Based on the selection, obtained four LAB isolates that have the highest inhibition and representative of isolation source namely BksC24 isolate obtained from sample 1 which able to inhibit the growth of St. aureus ATCC 25923 (14mm) and P. fluorescens FNCC 0070 (15mm), BksJ21 isolate obtained from sample 2 which able to inhibit the growth of P. fluorescens FNCC 0070 (15mm), BksJ43 isolate obtained from sample 2 which able to inhibit the growth of E. coli ATCC 35218 (15mm), and BksK25 isolate obtained from samples 3 which able to inhibit the growth of P. fluorescens FNCC 0070 (15mm). The results of conventional characterization and identification of four LAB isolates producing-antimicrobial showed that selected LAB isolates which produced antimicrobial (BksC24, BksJ21, BksJ43 and BksK25 isolates) belonged to member of genus Pediococcus. Characterization and identification of genus level by the profile matching method showed that the four LAB isolates have accordingly characters with the key characters in description of genus Pediococcus. Thereby, reference strains that were set to be used in the

identification of selected the four LAB isolates was species members belong to genus Pediococcus. Based on species identification which used profile matching method and probabilistic identification methods therefore that selected reference strains were Pediococcus acidilactici FNCC 0110 and P. pentosaceus FNCC 0019. Characterization and identification based on systematic numerical-fenetik showed that isolates BksC24, BksJ21, BksJ43, and BksK25 have high index similarity with P. acidilactici FNCC 0110. The result of identification by using data base software apiwebTM V5.1 (bioMe'rieux, France) showed different

results, namely the four LAB isolates producing antimicrobial have similarities with the species of P. Pentosaceus. The results based on the chemicals systematic identification showed that BksJ43 isolates and BksC24 isolates have the high similarities with the reference strain P. acidilactici FNCC 0110, while BksJ21 isolates and BksK25 isolates have low similarity with P. acidilactici FNCC

0110 reference strain and P. pentosaceus FNCC 0019 reference strain.

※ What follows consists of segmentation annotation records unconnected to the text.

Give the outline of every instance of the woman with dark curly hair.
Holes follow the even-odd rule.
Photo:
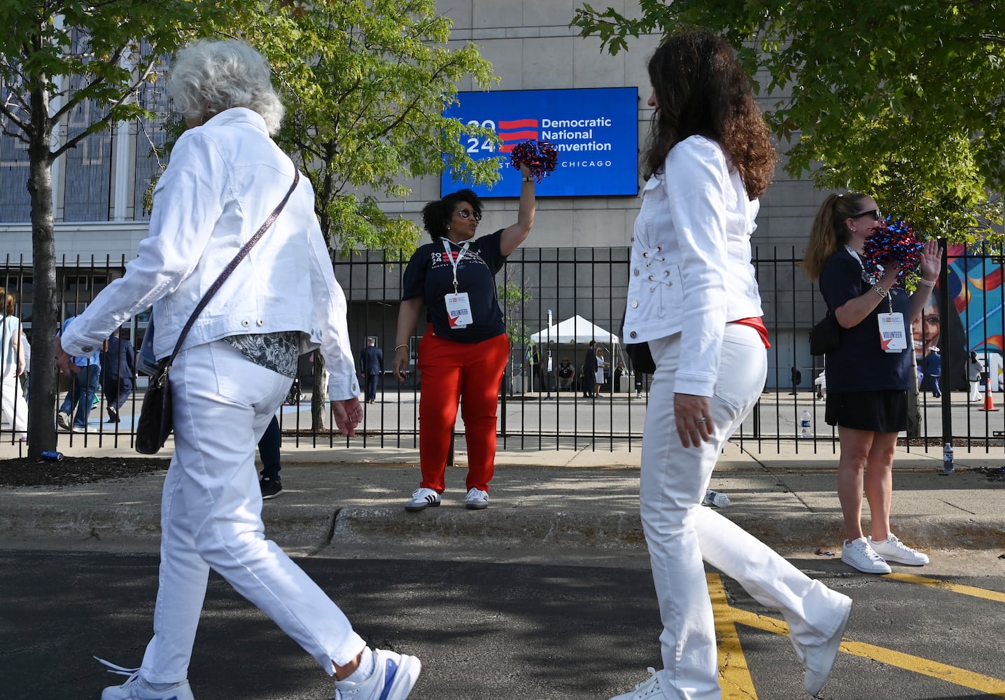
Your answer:
[[[723,445],[767,376],[750,238],[775,150],[750,79],[721,37],[700,30],[672,36],[649,60],[649,79],[655,112],[624,331],[628,342],[648,342],[656,364],[640,500],[663,669],[616,700],[722,697],[702,559],[781,610],[806,669],[804,686],[816,694],[851,600],[701,506]]]
[[[422,223],[433,242],[419,247],[405,270],[392,364],[394,375],[404,381],[408,341],[425,305],[429,325],[419,343],[418,359],[422,481],[405,504],[407,511],[440,504],[458,401],[467,441],[464,505],[470,510],[488,507],[498,388],[510,355],[495,274],[531,232],[537,208],[534,177],[526,166],[521,172],[524,182],[517,223],[486,236],[475,238],[481,201],[469,189],[429,202],[422,209]]]

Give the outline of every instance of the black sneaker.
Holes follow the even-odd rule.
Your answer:
[[[270,479],[268,477],[262,477],[258,481],[258,486],[261,487],[261,500],[267,501],[270,498],[275,498],[282,493],[282,482],[278,479]]]

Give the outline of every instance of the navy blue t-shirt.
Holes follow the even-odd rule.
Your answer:
[[[499,250],[502,229],[469,241],[467,251],[457,264],[457,291],[467,292],[472,323],[464,328],[450,328],[444,297],[453,294],[453,265],[437,240],[421,246],[405,268],[402,301],[421,297],[426,318],[441,338],[459,343],[480,343],[506,333],[502,310],[495,296],[495,274],[506,265]],[[461,246],[447,241],[456,259]]]
[[[820,293],[832,312],[848,300],[872,289],[864,279],[861,265],[846,248],[831,255],[820,275]],[[874,293],[871,293],[874,294]],[[879,347],[879,314],[889,313],[886,299],[853,328],[841,329],[841,344],[827,353],[827,391],[879,391],[908,389],[911,386],[911,298],[899,287],[889,291],[893,311],[903,314],[908,349],[898,353],[883,352]],[[915,379],[917,381],[917,378]]]

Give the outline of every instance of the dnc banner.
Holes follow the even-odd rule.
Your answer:
[[[443,115],[495,132],[497,149],[487,139],[465,137],[463,143],[474,160],[501,157],[501,179],[489,188],[444,173],[441,195],[470,187],[479,197],[520,196],[520,171],[509,154],[528,139],[549,141],[559,154],[555,172],[537,184],[537,196],[638,194],[638,89],[458,93],[457,99],[460,104]]]

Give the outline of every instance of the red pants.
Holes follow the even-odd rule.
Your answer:
[[[495,469],[495,415],[499,382],[510,356],[506,334],[480,343],[458,343],[433,334],[430,325],[419,343],[422,371],[419,397],[419,460],[422,483],[443,493],[450,435],[457,403],[467,439],[466,490],[488,491]]]

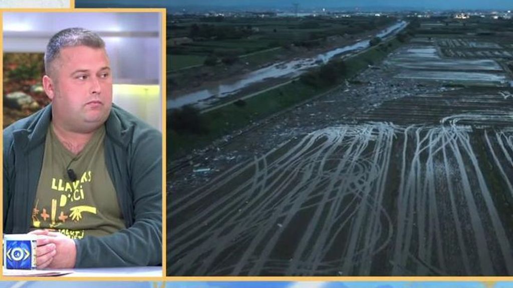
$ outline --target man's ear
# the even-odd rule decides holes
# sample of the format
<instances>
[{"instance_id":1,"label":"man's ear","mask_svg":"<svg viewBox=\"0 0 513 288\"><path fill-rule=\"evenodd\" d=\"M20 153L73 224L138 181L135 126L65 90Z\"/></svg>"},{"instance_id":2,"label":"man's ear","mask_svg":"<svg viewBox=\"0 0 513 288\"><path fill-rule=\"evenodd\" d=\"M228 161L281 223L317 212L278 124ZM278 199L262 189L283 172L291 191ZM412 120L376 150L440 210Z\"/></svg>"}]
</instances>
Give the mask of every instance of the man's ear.
<instances>
[{"instance_id":1,"label":"man's ear","mask_svg":"<svg viewBox=\"0 0 513 288\"><path fill-rule=\"evenodd\" d=\"M53 100L53 96L55 96L55 87L53 80L47 75L43 76L43 88L45 89L45 92L50 100Z\"/></svg>"}]
</instances>

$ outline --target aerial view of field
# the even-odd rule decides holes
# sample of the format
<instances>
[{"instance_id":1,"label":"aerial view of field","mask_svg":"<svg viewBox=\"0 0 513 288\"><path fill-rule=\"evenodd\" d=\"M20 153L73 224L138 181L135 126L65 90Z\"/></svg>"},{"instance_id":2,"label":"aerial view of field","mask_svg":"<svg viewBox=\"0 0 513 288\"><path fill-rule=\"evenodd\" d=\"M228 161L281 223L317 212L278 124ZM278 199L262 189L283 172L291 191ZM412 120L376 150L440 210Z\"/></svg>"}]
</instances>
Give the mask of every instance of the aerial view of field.
<instances>
[{"instance_id":1,"label":"aerial view of field","mask_svg":"<svg viewBox=\"0 0 513 288\"><path fill-rule=\"evenodd\" d=\"M203 132L171 126L168 275L513 275L513 26L483 19L388 22L377 45L192 100Z\"/></svg>"}]
</instances>

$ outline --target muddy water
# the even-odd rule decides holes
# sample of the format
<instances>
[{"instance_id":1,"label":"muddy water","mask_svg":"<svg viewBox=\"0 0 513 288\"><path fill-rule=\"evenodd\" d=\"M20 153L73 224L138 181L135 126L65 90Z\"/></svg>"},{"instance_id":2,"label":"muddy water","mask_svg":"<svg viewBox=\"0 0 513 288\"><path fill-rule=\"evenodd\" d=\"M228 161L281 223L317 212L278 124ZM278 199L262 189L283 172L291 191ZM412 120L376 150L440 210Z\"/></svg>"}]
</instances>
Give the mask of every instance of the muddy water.
<instances>
[{"instance_id":1,"label":"muddy water","mask_svg":"<svg viewBox=\"0 0 513 288\"><path fill-rule=\"evenodd\" d=\"M403 29L406 25L407 23L404 21L398 22L382 30L376 36L383 38L393 35ZM280 77L291 78L301 75L308 69L327 63L341 54L358 51L368 47L369 47L369 40L362 40L354 44L319 54L313 58L277 63L241 75L239 79L236 80L221 82L212 88L186 94L175 99L169 99L167 100L167 107L168 109L177 108L188 104L194 104L200 107L208 107L209 101L215 100L215 98L212 97L219 98L229 95L249 85L261 82L268 78ZM201 101L203 102L200 103Z\"/></svg>"},{"instance_id":2,"label":"muddy water","mask_svg":"<svg viewBox=\"0 0 513 288\"><path fill-rule=\"evenodd\" d=\"M179 261L168 267L181 276L512 275L511 209L499 200L513 195L512 147L510 130L454 122L314 131L176 199Z\"/></svg>"}]
</instances>

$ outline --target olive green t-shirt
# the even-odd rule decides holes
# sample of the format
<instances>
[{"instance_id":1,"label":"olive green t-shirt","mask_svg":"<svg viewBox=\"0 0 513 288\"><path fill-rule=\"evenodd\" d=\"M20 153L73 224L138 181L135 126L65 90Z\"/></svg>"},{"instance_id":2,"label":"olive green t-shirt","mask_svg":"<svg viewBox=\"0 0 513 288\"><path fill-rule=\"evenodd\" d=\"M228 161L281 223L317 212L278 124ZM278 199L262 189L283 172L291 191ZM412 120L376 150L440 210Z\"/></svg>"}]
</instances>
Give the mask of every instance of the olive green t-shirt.
<instances>
[{"instance_id":1,"label":"olive green t-shirt","mask_svg":"<svg viewBox=\"0 0 513 288\"><path fill-rule=\"evenodd\" d=\"M105 165L102 126L74 155L51 125L32 209L31 229L55 229L72 239L104 236L125 228L116 192ZM67 172L72 170L73 181Z\"/></svg>"}]
</instances>

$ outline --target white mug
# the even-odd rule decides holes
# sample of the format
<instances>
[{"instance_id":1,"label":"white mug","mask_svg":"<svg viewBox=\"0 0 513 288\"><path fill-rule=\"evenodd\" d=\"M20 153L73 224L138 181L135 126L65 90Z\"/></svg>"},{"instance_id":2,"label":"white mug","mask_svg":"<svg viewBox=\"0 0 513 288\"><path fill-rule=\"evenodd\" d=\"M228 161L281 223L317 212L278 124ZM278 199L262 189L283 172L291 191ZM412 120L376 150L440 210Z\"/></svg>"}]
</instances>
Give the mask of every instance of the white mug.
<instances>
[{"instance_id":1,"label":"white mug","mask_svg":"<svg viewBox=\"0 0 513 288\"><path fill-rule=\"evenodd\" d=\"M4 235L4 269L35 269L37 239L32 234Z\"/></svg>"}]
</instances>

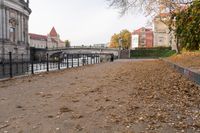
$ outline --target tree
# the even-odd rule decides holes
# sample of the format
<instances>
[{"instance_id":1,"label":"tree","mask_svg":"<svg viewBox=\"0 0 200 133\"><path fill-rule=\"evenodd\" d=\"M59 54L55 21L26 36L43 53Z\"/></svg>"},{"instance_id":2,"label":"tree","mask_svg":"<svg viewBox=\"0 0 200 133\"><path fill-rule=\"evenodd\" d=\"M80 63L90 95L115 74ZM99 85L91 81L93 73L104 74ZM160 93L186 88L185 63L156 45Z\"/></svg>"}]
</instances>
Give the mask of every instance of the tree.
<instances>
[{"instance_id":1,"label":"tree","mask_svg":"<svg viewBox=\"0 0 200 133\"><path fill-rule=\"evenodd\" d=\"M65 41L65 47L70 47L70 44L71 44L71 43L70 43L69 40L66 40L66 41Z\"/></svg>"},{"instance_id":2,"label":"tree","mask_svg":"<svg viewBox=\"0 0 200 133\"><path fill-rule=\"evenodd\" d=\"M175 36L179 38L182 48L187 50L200 49L200 1L195 0L191 6L180 12L175 12L172 19Z\"/></svg>"},{"instance_id":3,"label":"tree","mask_svg":"<svg viewBox=\"0 0 200 133\"><path fill-rule=\"evenodd\" d=\"M128 30L122 30L120 36L122 38L122 48L129 49L131 47L131 32Z\"/></svg>"},{"instance_id":4,"label":"tree","mask_svg":"<svg viewBox=\"0 0 200 133\"><path fill-rule=\"evenodd\" d=\"M118 34L114 34L111 37L111 41L110 41L110 48L118 48L119 47L119 35Z\"/></svg>"},{"instance_id":5,"label":"tree","mask_svg":"<svg viewBox=\"0 0 200 133\"><path fill-rule=\"evenodd\" d=\"M190 6L195 0L107 0L111 7L120 9L120 14L124 15L131 9L140 9L145 14L151 17L155 17L160 13L168 13L167 17L162 17L160 15L160 20L166 24L170 32L174 33L176 30L173 27L174 19L172 15L174 12L179 13L183 7ZM198 1L198 0L196 0ZM179 36L177 39L177 52L179 53Z\"/></svg>"},{"instance_id":6,"label":"tree","mask_svg":"<svg viewBox=\"0 0 200 133\"><path fill-rule=\"evenodd\" d=\"M110 48L119 48L119 39L122 39L122 48L129 49L131 46L131 32L122 30L119 34L114 34L111 37Z\"/></svg>"}]
</instances>

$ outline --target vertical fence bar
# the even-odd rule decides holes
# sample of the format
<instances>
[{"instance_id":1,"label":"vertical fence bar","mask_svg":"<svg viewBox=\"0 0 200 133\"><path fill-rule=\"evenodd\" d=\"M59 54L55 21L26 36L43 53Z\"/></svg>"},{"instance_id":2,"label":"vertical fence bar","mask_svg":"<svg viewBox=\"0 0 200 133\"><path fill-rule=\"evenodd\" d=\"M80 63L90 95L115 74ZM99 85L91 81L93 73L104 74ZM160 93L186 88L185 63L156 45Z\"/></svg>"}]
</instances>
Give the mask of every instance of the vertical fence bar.
<instances>
[{"instance_id":1,"label":"vertical fence bar","mask_svg":"<svg viewBox=\"0 0 200 133\"><path fill-rule=\"evenodd\" d=\"M24 59L23 59L23 54L22 54L22 73L24 73Z\"/></svg>"},{"instance_id":2,"label":"vertical fence bar","mask_svg":"<svg viewBox=\"0 0 200 133\"><path fill-rule=\"evenodd\" d=\"M19 72L18 72L18 70L19 70L19 59L18 59L18 55L16 55L17 56L17 58L16 58L16 61L15 61L15 63L16 63L16 73L18 74Z\"/></svg>"},{"instance_id":3,"label":"vertical fence bar","mask_svg":"<svg viewBox=\"0 0 200 133\"><path fill-rule=\"evenodd\" d=\"M83 66L85 66L85 55L83 54Z\"/></svg>"},{"instance_id":4,"label":"vertical fence bar","mask_svg":"<svg viewBox=\"0 0 200 133\"><path fill-rule=\"evenodd\" d=\"M58 57L58 70L60 70L60 56Z\"/></svg>"},{"instance_id":5,"label":"vertical fence bar","mask_svg":"<svg viewBox=\"0 0 200 133\"><path fill-rule=\"evenodd\" d=\"M74 55L72 54L72 67L74 67Z\"/></svg>"},{"instance_id":6,"label":"vertical fence bar","mask_svg":"<svg viewBox=\"0 0 200 133\"><path fill-rule=\"evenodd\" d=\"M33 59L31 60L31 74L34 74L34 63L33 63Z\"/></svg>"},{"instance_id":7,"label":"vertical fence bar","mask_svg":"<svg viewBox=\"0 0 200 133\"><path fill-rule=\"evenodd\" d=\"M97 54L95 54L95 56L96 56L96 64L97 64L97 63L98 63L98 62L97 62Z\"/></svg>"},{"instance_id":8,"label":"vertical fence bar","mask_svg":"<svg viewBox=\"0 0 200 133\"><path fill-rule=\"evenodd\" d=\"M49 54L47 53L47 72L49 72Z\"/></svg>"},{"instance_id":9,"label":"vertical fence bar","mask_svg":"<svg viewBox=\"0 0 200 133\"><path fill-rule=\"evenodd\" d=\"M92 64L92 54L90 54L90 64Z\"/></svg>"},{"instance_id":10,"label":"vertical fence bar","mask_svg":"<svg viewBox=\"0 0 200 133\"><path fill-rule=\"evenodd\" d=\"M69 68L69 55L67 54L67 68Z\"/></svg>"},{"instance_id":11,"label":"vertical fence bar","mask_svg":"<svg viewBox=\"0 0 200 133\"><path fill-rule=\"evenodd\" d=\"M78 54L78 55L77 55L77 58L78 58L78 67L79 67L79 57L80 57L80 56L79 56L79 54Z\"/></svg>"},{"instance_id":12,"label":"vertical fence bar","mask_svg":"<svg viewBox=\"0 0 200 133\"><path fill-rule=\"evenodd\" d=\"M13 77L13 71L12 71L12 53L9 52L9 66L10 66L10 78Z\"/></svg>"},{"instance_id":13,"label":"vertical fence bar","mask_svg":"<svg viewBox=\"0 0 200 133\"><path fill-rule=\"evenodd\" d=\"M86 54L86 56L87 56L87 65L88 65L88 64L89 64L89 63L88 63L88 54Z\"/></svg>"}]
</instances>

The results of molecular analysis by DNA fingerprinting (ARDRA) with restriction endonuclease HaeIII showed that isolates BksC24, BksJ21, BksJ43 and BksK25 have high similarity index with P. acidilactici FNCC 0110. The results of molecular phylogenetic analyzes based on 16S rRNA sequences also showed that all of these four strains have the closely relationship with Pediococcus acidilactici DSM 20284T. However, based on the number of nucleotide differences between the four strains LAB and reference strain members of the genus Pediococcus showed that isolates BksJ21 and BksK25 isolates belonged to the members of the genus Pediococcus and suspected as member of new species (novel species) whereas BksC24 isolates and BksJ43 isolates suspected to be new strain (novel strain) members of the species P. acidilactici. Thus, the characterization and identification with a polyphasic systematic approach can reveal the identity, diversity, close relationship (phylogenetic) and the newly status of the selected LAB isolates producing antimicrobial compounds. Based on study, it can be concluded that BksJ21 isolates and BksK25 isolates suspected as a new species (novel species) members of the genus Pediococcus while BksC24 isolates and BksJ43 isolates suspected as a new strain (novel strain) members of the species P. acidilactici. However, for more ensure

that the four LAB isolates were found in bakasang is a novel species and novel strains, it is necessary to do further research using molecular methods based on pheS dan rpoA gene sequence analysis and analysis of DNA-DNA relatedness. The fourth LAB strains producing antimicrobial compound have potential as a natural preservative that can be applied to traditional fermented foods which might be expected to make a traditional fermented food into safety food.